Just had the need to create an archive of a folder containing 91 large text files, totaling 370MBs. Decided to pit zip against tar + gzip in a little speed test, using these commands:
tar cvzf awstats.tgz awstats
zip -9ry awstats.zip awstats
On the server in question, these were the elapsed times to accomplish this very similar task:
zip: One minute, 21 seconds
tar: 41 seconds
This is, in part because tar only has to compress once, after concatenating all the bits together (but that’s not the full story). In contrast, zip has to compress each file individually. And resulting archive sizes?
-rw-r--r-- 1 cdt cdt 141877473 Mar 8 10:31 awstats.tgz
-rw-r--r-- 1 cdt cdt 140081519 Mar 8 10:29 awstats.zip
So zip did have a slight advantage in the output size. But wait.. no fair! We used the “-9″ option with zip for maximum compression. To make it more fair, let’s use the “-9″ flag with gzip as well. Unfortunately, to do that we’ll need to run two consecutive commands:
$ tar cvf awstats.tar awstats ; gzip -9 awstats.tar
This caused the compression time for gzip to go way up; that command took 1:17 to run. But now the filesizes are approaching identical:
-rw-r--r-- 1 cdt cdt 140090837 Mar 8 10:42 awstats.tar.gz
-rw-r--r-- 1 cdt cdt 140081519 Mar 8 10:29 awstats.zip
Of course these kinds of things are very circumstantial – doing a similar test on a folder full of pre-compressed files like MP3s would yield very different results (in that case you’d be way better off just using tar without gzip, and definitely not zip).
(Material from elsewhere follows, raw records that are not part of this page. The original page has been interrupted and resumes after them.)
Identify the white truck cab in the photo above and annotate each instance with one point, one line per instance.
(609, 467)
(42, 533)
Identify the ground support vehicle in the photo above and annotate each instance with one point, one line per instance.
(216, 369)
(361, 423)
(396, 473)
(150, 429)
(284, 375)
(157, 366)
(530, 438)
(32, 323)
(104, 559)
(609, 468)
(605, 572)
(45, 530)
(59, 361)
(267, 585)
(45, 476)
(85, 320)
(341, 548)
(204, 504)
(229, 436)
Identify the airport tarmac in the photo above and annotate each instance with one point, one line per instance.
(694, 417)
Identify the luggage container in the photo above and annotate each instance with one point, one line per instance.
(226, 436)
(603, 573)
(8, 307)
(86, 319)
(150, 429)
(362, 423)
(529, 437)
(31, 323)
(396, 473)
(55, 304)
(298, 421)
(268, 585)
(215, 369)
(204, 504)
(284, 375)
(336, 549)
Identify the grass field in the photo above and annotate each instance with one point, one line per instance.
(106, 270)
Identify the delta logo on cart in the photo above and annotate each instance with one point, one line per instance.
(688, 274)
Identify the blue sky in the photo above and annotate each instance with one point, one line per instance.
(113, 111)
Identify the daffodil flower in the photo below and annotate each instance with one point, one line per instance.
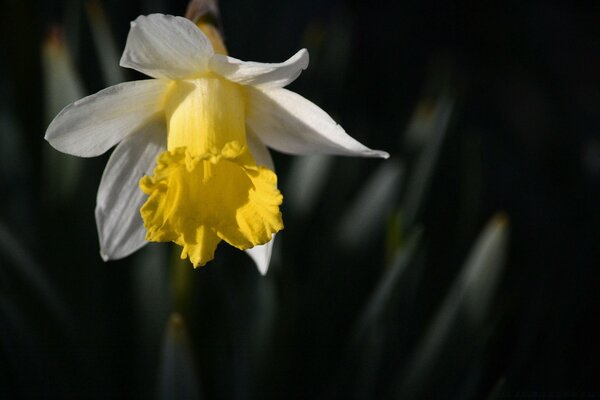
(196, 135)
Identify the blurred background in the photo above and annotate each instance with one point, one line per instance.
(464, 267)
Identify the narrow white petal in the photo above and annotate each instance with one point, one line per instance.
(120, 227)
(260, 74)
(259, 151)
(291, 124)
(94, 124)
(261, 255)
(164, 46)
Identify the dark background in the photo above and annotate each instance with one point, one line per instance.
(523, 140)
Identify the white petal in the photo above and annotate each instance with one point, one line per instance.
(259, 151)
(94, 124)
(164, 46)
(261, 255)
(120, 227)
(260, 74)
(291, 124)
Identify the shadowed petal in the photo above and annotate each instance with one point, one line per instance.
(291, 124)
(260, 74)
(94, 124)
(120, 227)
(164, 46)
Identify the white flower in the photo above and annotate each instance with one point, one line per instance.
(207, 118)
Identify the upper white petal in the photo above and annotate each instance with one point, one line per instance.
(259, 151)
(94, 124)
(260, 74)
(290, 123)
(261, 255)
(164, 46)
(120, 227)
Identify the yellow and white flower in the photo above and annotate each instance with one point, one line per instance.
(196, 135)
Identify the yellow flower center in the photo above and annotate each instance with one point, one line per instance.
(206, 186)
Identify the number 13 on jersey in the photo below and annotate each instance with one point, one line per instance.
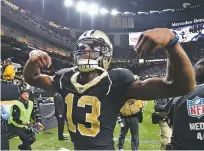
(90, 117)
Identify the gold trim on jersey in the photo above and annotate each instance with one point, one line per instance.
(82, 88)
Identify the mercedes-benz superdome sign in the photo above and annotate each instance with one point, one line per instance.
(183, 32)
(188, 22)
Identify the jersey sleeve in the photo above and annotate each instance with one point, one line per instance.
(128, 77)
(122, 78)
(59, 75)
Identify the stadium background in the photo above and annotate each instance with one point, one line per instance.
(35, 24)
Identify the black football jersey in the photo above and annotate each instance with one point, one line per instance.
(92, 108)
(188, 121)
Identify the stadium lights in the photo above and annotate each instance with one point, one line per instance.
(68, 3)
(142, 13)
(151, 12)
(114, 12)
(103, 11)
(81, 6)
(128, 14)
(93, 10)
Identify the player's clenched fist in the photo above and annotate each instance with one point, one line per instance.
(40, 58)
(153, 39)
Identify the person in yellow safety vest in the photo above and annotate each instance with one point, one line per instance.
(8, 72)
(131, 116)
(25, 113)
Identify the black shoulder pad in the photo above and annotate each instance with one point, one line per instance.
(62, 71)
(124, 75)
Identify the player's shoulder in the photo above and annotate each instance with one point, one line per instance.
(121, 72)
(65, 70)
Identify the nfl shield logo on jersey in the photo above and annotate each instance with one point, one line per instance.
(196, 107)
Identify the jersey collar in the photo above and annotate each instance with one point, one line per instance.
(82, 88)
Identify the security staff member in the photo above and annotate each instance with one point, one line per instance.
(60, 113)
(8, 71)
(131, 115)
(4, 137)
(22, 112)
(187, 116)
(165, 130)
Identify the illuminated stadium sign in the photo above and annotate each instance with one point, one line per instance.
(186, 23)
(184, 33)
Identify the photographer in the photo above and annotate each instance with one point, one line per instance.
(23, 113)
(4, 121)
(186, 114)
(161, 118)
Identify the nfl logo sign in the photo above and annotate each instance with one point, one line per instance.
(196, 107)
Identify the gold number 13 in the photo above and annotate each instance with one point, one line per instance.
(90, 117)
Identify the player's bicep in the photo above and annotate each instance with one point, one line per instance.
(44, 82)
(152, 88)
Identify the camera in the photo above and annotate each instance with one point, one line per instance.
(155, 118)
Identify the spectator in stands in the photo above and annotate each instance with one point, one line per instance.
(22, 112)
(8, 71)
(4, 121)
(60, 113)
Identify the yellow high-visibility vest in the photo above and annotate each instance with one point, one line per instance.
(25, 114)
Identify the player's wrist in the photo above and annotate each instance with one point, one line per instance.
(174, 40)
(36, 52)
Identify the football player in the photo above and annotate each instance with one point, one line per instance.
(94, 96)
(186, 114)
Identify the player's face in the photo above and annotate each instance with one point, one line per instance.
(88, 52)
(25, 96)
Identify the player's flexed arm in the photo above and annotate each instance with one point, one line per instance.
(180, 78)
(38, 59)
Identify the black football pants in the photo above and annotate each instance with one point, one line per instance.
(61, 123)
(132, 123)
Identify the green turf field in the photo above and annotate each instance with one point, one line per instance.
(149, 136)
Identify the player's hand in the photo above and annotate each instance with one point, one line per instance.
(153, 39)
(40, 58)
(27, 124)
(41, 126)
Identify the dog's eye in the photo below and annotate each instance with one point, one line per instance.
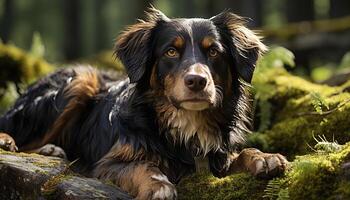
(172, 53)
(213, 52)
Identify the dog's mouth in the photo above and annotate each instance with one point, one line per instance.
(195, 104)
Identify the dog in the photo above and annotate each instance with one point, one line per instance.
(183, 107)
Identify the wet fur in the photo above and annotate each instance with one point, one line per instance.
(126, 129)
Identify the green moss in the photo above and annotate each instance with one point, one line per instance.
(49, 187)
(314, 176)
(293, 118)
(205, 186)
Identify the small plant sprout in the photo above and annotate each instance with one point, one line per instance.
(324, 146)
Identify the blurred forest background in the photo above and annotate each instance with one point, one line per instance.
(316, 31)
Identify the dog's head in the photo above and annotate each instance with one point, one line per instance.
(192, 62)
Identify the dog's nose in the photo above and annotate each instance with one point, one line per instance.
(195, 82)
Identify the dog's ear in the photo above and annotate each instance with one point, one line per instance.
(134, 45)
(244, 45)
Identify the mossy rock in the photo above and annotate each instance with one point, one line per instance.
(316, 176)
(293, 120)
(33, 176)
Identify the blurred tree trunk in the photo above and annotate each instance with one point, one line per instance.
(101, 31)
(188, 8)
(72, 40)
(339, 8)
(7, 20)
(141, 7)
(247, 8)
(300, 10)
(210, 8)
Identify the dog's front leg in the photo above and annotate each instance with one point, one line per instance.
(262, 165)
(140, 178)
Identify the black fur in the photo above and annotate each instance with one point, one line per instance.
(124, 112)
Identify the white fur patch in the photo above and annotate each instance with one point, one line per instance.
(165, 192)
(161, 177)
(187, 125)
(197, 106)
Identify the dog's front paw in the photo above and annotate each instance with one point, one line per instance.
(160, 189)
(263, 165)
(7, 143)
(51, 150)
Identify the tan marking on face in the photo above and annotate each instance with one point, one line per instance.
(179, 42)
(174, 86)
(207, 42)
(153, 79)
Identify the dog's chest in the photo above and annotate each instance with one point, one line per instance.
(193, 129)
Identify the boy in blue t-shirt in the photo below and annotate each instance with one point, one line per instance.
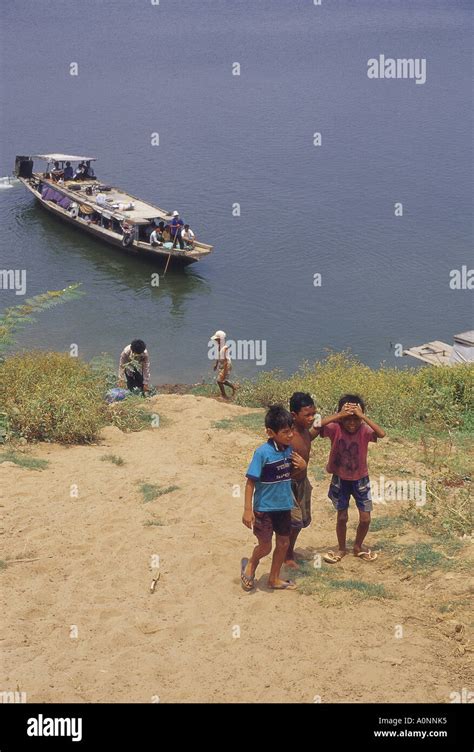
(269, 486)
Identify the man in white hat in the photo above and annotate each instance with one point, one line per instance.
(223, 363)
(176, 226)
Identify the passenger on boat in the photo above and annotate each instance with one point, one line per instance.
(101, 199)
(80, 172)
(89, 172)
(156, 237)
(176, 228)
(188, 236)
(134, 366)
(56, 172)
(68, 172)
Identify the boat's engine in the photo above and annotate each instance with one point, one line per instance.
(23, 167)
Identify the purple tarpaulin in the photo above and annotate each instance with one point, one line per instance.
(49, 194)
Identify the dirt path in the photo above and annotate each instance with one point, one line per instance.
(178, 644)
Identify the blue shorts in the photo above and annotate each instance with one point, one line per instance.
(340, 491)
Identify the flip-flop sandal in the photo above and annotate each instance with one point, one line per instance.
(248, 583)
(367, 555)
(331, 557)
(287, 585)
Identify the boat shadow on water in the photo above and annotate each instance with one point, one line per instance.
(124, 269)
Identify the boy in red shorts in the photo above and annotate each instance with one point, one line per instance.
(269, 500)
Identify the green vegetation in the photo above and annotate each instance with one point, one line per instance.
(150, 492)
(429, 398)
(113, 458)
(321, 581)
(252, 422)
(15, 318)
(54, 397)
(421, 558)
(23, 460)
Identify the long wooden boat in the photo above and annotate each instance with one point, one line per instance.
(104, 211)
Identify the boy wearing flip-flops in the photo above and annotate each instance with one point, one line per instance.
(269, 499)
(350, 431)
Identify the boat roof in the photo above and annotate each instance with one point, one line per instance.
(63, 158)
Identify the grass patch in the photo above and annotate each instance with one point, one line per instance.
(114, 458)
(430, 399)
(251, 422)
(367, 589)
(322, 581)
(23, 461)
(378, 524)
(150, 491)
(204, 390)
(419, 558)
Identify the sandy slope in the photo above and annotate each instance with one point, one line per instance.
(177, 644)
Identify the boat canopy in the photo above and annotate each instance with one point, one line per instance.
(63, 158)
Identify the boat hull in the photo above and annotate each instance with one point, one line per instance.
(175, 259)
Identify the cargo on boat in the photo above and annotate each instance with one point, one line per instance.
(69, 188)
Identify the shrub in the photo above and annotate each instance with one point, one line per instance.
(52, 397)
(436, 398)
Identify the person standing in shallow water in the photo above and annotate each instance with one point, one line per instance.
(134, 366)
(223, 364)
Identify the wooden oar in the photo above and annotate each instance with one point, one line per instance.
(167, 262)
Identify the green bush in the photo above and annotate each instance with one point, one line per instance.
(51, 396)
(437, 398)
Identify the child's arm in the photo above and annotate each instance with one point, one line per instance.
(379, 432)
(316, 430)
(248, 517)
(298, 471)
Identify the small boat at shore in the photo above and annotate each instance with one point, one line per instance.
(120, 219)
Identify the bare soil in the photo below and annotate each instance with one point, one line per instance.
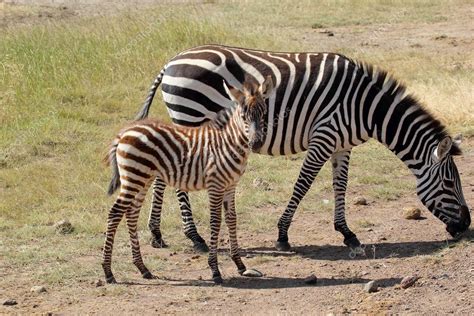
(395, 247)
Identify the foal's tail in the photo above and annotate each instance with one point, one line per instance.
(143, 114)
(111, 159)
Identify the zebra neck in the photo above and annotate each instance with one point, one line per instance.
(411, 133)
(234, 133)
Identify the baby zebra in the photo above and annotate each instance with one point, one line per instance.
(211, 157)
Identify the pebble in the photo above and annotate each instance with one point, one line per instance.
(370, 287)
(63, 227)
(360, 201)
(9, 302)
(38, 289)
(260, 183)
(98, 283)
(312, 279)
(408, 281)
(411, 213)
(252, 273)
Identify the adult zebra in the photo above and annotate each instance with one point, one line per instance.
(326, 104)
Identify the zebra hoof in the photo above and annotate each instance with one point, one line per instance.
(282, 246)
(201, 247)
(111, 280)
(147, 275)
(352, 242)
(218, 280)
(158, 243)
(252, 273)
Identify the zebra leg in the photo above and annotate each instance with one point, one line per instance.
(155, 214)
(113, 220)
(215, 201)
(132, 220)
(188, 222)
(231, 222)
(315, 159)
(340, 169)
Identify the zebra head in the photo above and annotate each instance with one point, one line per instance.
(440, 188)
(251, 102)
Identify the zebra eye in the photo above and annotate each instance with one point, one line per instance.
(449, 183)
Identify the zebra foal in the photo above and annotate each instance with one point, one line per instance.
(211, 157)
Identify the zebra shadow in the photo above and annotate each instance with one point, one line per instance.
(372, 251)
(283, 283)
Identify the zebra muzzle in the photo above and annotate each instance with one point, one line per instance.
(455, 229)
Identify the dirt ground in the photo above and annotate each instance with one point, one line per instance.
(395, 247)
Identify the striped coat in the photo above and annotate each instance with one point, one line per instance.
(211, 157)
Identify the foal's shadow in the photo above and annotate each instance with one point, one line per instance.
(283, 283)
(372, 251)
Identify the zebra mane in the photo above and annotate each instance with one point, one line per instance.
(221, 119)
(408, 100)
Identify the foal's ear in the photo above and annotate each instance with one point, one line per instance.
(266, 87)
(234, 94)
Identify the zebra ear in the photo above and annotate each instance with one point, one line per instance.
(457, 140)
(266, 87)
(443, 147)
(234, 94)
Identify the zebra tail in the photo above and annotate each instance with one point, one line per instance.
(143, 114)
(111, 159)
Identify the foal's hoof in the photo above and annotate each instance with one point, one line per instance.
(282, 246)
(252, 273)
(111, 280)
(158, 243)
(217, 280)
(147, 275)
(200, 247)
(352, 242)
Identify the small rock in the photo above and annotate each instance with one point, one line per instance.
(360, 201)
(411, 213)
(98, 283)
(312, 279)
(408, 281)
(63, 227)
(262, 184)
(10, 302)
(252, 273)
(370, 287)
(38, 289)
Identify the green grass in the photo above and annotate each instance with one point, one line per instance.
(67, 86)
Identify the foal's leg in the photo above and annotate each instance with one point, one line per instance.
(231, 222)
(155, 214)
(340, 169)
(115, 216)
(215, 203)
(132, 220)
(188, 222)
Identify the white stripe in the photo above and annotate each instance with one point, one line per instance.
(283, 106)
(271, 105)
(200, 87)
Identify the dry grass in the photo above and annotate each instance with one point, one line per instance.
(67, 86)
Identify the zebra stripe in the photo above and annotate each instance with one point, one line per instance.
(325, 103)
(212, 157)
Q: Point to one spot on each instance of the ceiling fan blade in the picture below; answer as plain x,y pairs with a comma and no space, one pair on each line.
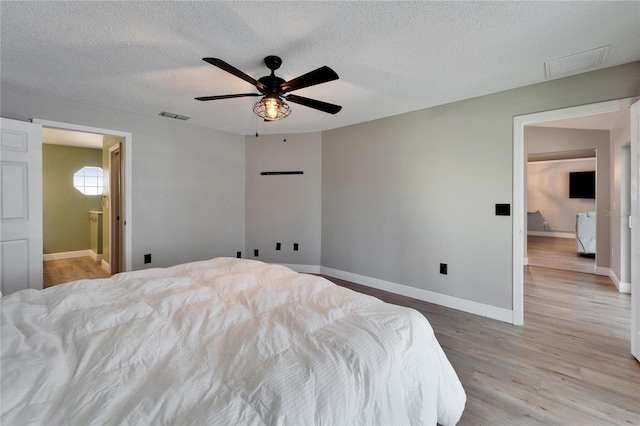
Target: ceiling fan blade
321,75
235,71
213,98
315,104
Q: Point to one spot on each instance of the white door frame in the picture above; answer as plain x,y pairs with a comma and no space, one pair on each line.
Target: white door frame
519,161
127,174
115,253
634,224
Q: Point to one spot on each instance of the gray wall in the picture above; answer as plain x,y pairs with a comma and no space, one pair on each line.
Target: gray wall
547,139
284,209
404,193
548,192
188,182
620,206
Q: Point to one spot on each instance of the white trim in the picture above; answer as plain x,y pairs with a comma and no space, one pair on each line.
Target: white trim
95,256
476,308
625,288
554,234
303,269
127,177
563,159
106,266
519,161
621,286
66,255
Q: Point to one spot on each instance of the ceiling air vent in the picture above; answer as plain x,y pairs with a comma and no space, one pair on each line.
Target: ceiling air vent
172,115
574,64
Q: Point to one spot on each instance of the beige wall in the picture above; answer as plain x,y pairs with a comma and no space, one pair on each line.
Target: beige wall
65,209
546,139
402,194
548,192
187,181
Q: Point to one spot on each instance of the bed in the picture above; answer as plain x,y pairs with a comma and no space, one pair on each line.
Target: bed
223,341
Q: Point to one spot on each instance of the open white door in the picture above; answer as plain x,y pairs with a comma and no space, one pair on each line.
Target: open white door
634,223
20,206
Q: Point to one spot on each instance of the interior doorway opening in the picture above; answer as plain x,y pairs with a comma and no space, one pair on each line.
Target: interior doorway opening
519,231
123,229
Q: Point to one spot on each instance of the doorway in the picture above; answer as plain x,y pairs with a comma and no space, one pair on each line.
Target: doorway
124,141
561,211
519,199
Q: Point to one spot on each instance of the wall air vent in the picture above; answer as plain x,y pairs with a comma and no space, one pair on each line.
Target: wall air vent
575,64
172,115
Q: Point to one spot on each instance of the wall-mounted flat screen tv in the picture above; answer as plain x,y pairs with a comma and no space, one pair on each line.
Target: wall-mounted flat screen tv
582,184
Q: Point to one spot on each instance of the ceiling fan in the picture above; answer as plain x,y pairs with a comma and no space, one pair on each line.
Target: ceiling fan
274,89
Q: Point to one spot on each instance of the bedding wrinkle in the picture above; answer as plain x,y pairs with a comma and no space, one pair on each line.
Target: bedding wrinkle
217,342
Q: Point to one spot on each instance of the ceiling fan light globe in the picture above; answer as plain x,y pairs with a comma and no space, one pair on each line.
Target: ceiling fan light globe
271,109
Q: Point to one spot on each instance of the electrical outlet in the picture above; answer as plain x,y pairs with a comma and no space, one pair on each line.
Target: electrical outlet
443,268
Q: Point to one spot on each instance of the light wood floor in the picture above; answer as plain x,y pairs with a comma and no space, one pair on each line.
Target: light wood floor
557,253
570,364
64,270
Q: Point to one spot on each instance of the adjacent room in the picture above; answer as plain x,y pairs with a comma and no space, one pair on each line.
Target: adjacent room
320,212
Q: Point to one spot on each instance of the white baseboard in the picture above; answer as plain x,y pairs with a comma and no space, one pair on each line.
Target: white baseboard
624,287
95,256
66,255
471,307
555,234
303,269
620,285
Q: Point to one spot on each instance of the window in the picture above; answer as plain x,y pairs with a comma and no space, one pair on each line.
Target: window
88,180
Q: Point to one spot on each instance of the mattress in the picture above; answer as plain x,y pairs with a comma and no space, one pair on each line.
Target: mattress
223,341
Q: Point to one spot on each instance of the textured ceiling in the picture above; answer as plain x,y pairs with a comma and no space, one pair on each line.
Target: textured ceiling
392,57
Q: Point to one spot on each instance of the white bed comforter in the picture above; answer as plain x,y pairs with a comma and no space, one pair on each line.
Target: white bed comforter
225,341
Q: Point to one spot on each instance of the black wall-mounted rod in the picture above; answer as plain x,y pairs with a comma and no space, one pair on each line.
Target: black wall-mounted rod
281,173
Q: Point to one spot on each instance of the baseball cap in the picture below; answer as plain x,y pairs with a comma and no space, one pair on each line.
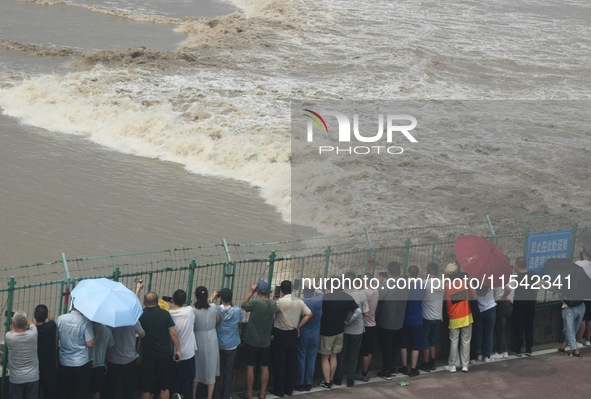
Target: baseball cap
225,294
263,287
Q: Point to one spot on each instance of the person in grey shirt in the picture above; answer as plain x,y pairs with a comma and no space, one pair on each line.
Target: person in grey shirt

But the upshot is that when trying to decide whether to use zip or tar + gzip, compression times and output sizes are close enough to just not matter in general usage.
Update: I did end up doing a later test on the same dir with bzip2. Result: significantly smaller file size:
-rw-r--r-- 1 cdt cdt 104698994 Mar 8 14:17 awstats.tar.bz2
but at the expense of much longer compression times. If I use gzip and bzip2 side by side on the same 370MB tar file, I get these times:
gzip: 41 seconds
bzip2: 1 minute 36 seconds
Making bzip2 almost twice as slow as gzip (though it does generate smaller output files).
bzip2 will create smaller files at the expense of time and CPU cycles.
7zip will really lower the file size, and speed is about on par with bzip2.
Just updated with a quickie comparison between gzip and bzip2. Wow – bzip2 is WAY slower. Sounds like 7zip would be the way to go unless time is of the essence, in which case you’d just stick with gzip.